Why People Are Using McDonald's Denmark As An Argument For A Higher Minimum Wage

"I work for McDonald's [in Denmark] and I make $21 an hour," wrote Louise Marie Rantzau for Reuters in May of 2014, explaining why and how that could be with remarkable clarity. Thanks to an agreement between the country and the fast food company, that $21 an hour would be standard for employees over the age of 18. Rantzau also noted that those younger than 18 make at least $15 per hour, which happens to be the precise amount to which Democrats have been, for years, ardently hoping to raise the minimum wage over the next four years (via CNBC).

On Feb. 25, 2021, those hopes were dashed by the Senate Parliamentarian's decision to keep the proposed increase out of budget reconciliation legislation (which would have virtually ensured the increase passed due to simple majority rules) on grounds that "the minimum wage" is not actually an appropriate topic for a budget reconciliation bill (via Fox Business). The Senate Parliamentarian, currently, Elizabeth MacDonough, is in charge of matters such as these, in which a question arises as to whether the substance of particular legislation should even be put to the floor. 

The decision has greatly disappointed Democrats, including Senate Majority Leader Chuck Schumer, who responded by reiterating his party's intention of continuing the fight to raise the minimum wage (via Slate). How that will happen remains a question, although it appears that McDonald's Denmark's wage practices may be used as an argument. Read on to learn why.

McDonald's Denmark pays its workers well beyond the minimum wage sought by Democrats

The Senate's decision to exclude the Democrats' proposed minimum wage increase from upcoming legislative debate disappointed and raised the ire of Democratic lawmakers, including U.S. Rep. Alexandra Ocasio-Cortez, who on March 2, 2021 tweeted her outrage that the question of raising the minimum wage is even up for debate, let alone excluded from debate, thanks to the Senate Parliamentarian's interpretation of legislative procedure. In stating her case, AOC cited that McDonald's workers in Denmark are paid $22 per hour and allotted six weeks of paid vacation.

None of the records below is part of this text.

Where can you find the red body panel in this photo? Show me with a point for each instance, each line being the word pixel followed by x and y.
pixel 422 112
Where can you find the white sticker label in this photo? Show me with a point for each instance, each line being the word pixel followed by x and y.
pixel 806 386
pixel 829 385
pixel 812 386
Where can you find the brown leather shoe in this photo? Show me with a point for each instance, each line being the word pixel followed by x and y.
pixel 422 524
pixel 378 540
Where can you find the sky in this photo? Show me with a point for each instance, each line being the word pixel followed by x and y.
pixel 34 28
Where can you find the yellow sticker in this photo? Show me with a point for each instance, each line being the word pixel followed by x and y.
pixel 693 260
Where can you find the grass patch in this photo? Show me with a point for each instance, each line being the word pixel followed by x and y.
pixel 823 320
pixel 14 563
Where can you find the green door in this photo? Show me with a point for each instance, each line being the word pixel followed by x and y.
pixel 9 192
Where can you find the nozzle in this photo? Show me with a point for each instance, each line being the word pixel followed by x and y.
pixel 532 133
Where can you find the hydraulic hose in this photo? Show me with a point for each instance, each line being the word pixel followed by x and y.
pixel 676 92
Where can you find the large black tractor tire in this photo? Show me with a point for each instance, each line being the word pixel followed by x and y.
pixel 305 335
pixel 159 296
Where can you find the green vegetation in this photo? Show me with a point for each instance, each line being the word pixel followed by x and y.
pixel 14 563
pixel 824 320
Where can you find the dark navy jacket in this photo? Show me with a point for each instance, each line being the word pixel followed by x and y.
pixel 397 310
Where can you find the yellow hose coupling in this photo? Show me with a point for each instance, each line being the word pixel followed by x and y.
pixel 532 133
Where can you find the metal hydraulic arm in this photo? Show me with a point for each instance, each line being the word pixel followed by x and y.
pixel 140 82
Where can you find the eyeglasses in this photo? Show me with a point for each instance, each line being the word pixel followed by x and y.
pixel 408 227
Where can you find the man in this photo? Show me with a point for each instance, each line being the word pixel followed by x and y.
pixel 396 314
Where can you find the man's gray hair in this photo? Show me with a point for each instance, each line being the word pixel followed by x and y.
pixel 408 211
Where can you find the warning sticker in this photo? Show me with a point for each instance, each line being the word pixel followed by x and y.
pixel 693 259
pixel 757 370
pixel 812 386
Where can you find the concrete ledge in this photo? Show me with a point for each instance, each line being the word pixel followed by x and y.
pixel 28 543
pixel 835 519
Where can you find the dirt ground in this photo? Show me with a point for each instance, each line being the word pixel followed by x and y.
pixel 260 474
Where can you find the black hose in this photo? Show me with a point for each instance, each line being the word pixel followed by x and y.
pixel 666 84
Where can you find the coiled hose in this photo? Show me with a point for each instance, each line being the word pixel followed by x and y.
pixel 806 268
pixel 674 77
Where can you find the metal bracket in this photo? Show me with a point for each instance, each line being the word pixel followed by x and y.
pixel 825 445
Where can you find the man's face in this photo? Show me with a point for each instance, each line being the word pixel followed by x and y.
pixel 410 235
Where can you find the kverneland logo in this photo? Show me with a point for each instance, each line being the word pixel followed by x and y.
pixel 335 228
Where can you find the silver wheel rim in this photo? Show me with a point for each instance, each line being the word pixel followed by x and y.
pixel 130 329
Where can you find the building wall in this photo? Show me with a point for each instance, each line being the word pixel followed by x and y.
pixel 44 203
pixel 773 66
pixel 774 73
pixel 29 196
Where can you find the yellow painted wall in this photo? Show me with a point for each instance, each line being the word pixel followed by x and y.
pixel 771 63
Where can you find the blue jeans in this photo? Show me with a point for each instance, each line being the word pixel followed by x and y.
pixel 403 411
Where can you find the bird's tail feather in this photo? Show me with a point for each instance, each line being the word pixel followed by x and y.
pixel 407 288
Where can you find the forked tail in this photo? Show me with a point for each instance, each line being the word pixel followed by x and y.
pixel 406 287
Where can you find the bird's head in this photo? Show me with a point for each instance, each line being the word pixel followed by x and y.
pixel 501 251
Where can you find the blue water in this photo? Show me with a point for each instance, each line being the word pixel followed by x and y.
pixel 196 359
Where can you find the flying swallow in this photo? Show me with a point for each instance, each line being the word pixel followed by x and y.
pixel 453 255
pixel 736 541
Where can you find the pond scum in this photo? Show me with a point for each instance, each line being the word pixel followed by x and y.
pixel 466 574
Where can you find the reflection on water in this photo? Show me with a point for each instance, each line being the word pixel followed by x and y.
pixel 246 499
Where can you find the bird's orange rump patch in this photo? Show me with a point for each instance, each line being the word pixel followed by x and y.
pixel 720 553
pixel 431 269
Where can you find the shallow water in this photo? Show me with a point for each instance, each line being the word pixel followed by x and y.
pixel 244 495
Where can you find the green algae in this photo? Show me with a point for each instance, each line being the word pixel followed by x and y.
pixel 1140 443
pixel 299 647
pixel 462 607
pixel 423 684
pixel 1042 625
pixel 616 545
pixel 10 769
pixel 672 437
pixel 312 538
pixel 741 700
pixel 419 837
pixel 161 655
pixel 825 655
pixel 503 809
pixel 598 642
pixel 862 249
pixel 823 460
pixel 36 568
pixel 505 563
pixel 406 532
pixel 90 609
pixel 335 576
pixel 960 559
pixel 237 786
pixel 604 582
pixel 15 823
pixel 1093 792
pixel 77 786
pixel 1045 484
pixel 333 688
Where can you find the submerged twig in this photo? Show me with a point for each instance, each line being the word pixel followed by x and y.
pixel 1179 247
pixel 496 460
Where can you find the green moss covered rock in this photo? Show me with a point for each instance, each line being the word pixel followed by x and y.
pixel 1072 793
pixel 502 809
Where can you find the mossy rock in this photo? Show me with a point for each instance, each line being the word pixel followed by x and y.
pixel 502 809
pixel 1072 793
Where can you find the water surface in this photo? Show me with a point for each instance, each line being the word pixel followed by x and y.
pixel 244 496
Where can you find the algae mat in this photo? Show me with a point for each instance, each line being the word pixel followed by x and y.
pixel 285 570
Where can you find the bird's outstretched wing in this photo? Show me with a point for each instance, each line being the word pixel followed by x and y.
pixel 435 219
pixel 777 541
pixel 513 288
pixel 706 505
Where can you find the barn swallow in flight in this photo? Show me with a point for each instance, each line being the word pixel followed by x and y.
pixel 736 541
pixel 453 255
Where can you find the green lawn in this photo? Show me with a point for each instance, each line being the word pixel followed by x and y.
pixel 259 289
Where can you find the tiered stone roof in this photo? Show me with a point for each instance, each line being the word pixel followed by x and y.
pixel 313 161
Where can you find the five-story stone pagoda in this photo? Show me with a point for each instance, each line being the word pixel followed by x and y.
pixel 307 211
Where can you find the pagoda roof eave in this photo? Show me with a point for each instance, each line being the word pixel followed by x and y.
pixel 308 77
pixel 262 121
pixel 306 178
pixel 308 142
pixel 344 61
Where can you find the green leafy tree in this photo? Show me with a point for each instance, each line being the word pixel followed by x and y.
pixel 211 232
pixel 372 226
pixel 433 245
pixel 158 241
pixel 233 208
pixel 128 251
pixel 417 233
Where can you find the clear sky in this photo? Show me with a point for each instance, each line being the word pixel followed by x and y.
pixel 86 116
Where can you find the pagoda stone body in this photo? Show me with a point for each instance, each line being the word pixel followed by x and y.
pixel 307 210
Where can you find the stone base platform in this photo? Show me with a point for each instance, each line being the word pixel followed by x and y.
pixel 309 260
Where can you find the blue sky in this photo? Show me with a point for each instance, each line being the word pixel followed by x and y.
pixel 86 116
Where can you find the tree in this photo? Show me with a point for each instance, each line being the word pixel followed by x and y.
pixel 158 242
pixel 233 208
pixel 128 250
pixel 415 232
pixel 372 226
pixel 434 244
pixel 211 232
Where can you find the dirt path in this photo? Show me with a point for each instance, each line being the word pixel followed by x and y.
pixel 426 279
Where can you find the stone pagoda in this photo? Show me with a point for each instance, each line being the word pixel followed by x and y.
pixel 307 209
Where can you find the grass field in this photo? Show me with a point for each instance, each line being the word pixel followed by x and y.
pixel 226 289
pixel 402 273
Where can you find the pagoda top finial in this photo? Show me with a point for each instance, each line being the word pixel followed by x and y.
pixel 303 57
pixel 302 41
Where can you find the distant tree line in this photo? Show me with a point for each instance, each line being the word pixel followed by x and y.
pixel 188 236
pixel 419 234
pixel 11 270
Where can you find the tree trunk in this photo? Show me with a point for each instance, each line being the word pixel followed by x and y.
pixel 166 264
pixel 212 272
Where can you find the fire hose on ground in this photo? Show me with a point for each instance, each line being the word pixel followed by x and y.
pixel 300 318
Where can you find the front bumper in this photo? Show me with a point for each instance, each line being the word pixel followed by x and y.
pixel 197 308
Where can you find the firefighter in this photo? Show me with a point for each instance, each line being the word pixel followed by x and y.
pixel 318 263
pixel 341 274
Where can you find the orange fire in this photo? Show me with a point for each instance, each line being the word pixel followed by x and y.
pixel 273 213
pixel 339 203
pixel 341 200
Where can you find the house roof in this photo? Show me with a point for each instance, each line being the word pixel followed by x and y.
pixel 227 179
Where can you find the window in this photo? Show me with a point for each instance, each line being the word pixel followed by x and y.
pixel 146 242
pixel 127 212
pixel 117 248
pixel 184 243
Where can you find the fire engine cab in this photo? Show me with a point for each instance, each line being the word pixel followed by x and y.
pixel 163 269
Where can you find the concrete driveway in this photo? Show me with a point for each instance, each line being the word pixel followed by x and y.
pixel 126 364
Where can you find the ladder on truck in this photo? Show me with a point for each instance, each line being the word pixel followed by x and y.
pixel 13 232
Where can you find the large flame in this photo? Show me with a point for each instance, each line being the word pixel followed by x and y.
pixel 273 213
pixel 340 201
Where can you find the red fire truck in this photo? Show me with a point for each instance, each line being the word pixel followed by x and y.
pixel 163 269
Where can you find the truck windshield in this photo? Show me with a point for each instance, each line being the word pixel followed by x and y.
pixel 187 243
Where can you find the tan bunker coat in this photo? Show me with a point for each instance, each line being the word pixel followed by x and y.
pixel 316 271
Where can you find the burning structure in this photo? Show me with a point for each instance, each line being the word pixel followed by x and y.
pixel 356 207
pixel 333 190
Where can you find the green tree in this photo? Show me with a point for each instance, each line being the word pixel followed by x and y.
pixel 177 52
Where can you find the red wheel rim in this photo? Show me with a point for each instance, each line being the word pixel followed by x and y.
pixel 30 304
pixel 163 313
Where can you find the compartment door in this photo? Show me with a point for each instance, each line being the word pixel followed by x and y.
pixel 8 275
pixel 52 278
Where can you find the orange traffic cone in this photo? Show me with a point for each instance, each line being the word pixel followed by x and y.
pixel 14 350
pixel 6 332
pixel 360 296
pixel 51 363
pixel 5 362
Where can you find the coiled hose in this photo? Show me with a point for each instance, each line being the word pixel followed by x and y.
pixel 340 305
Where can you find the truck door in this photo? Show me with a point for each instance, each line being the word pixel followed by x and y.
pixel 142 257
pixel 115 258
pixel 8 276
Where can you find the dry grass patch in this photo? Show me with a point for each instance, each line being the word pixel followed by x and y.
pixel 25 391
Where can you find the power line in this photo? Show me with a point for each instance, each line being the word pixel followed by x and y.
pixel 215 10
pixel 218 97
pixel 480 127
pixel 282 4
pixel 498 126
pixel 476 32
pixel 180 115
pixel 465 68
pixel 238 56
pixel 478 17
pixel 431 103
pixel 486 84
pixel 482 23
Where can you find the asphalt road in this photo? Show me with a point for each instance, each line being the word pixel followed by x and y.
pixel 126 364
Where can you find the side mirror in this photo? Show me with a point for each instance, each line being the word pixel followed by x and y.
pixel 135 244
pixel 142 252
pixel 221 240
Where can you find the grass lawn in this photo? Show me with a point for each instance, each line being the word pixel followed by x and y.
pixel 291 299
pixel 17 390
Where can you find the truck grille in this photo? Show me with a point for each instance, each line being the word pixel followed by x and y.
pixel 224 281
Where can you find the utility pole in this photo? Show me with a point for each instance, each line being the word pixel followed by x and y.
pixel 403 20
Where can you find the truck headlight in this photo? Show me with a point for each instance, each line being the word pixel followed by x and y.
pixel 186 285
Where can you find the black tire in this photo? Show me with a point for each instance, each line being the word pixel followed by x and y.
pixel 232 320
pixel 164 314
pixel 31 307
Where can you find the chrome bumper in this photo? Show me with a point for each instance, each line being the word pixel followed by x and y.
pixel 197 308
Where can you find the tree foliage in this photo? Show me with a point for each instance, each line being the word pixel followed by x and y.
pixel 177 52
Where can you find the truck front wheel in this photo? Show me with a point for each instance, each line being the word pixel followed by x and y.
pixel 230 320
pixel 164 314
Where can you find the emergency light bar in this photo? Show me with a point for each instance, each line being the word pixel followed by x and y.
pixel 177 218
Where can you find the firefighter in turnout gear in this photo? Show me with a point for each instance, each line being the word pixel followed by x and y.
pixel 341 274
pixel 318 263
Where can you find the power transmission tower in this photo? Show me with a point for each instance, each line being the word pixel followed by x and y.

Notwithstanding Louise Marie Rantzau's having confirmed the same for Reuters back in 2014, some people were apparently shocked that fast food workers anywhere could be compensated so generously, leading Snopes to do some fact-checking. As Snopes confirmed, full-time McDonald's Denmark workers making around "$44,000 per year, which works out to a little over $21 an hour — and they truly get several weeks of paid vacation."

Some who oppose raising the minimum wage claim the effect will be higher consumer prices, citing the price of Big Macs in Denmark being significantly higher than in the United States, but this is fundamentally incorrect, according to Newsweek, citing The Economist's "Big Mac Index," which lightheartedly compares prices of the Big Mac among nations. Apparently, the "BMI" has the Big Mac as priced lower in Denmark than the U.S.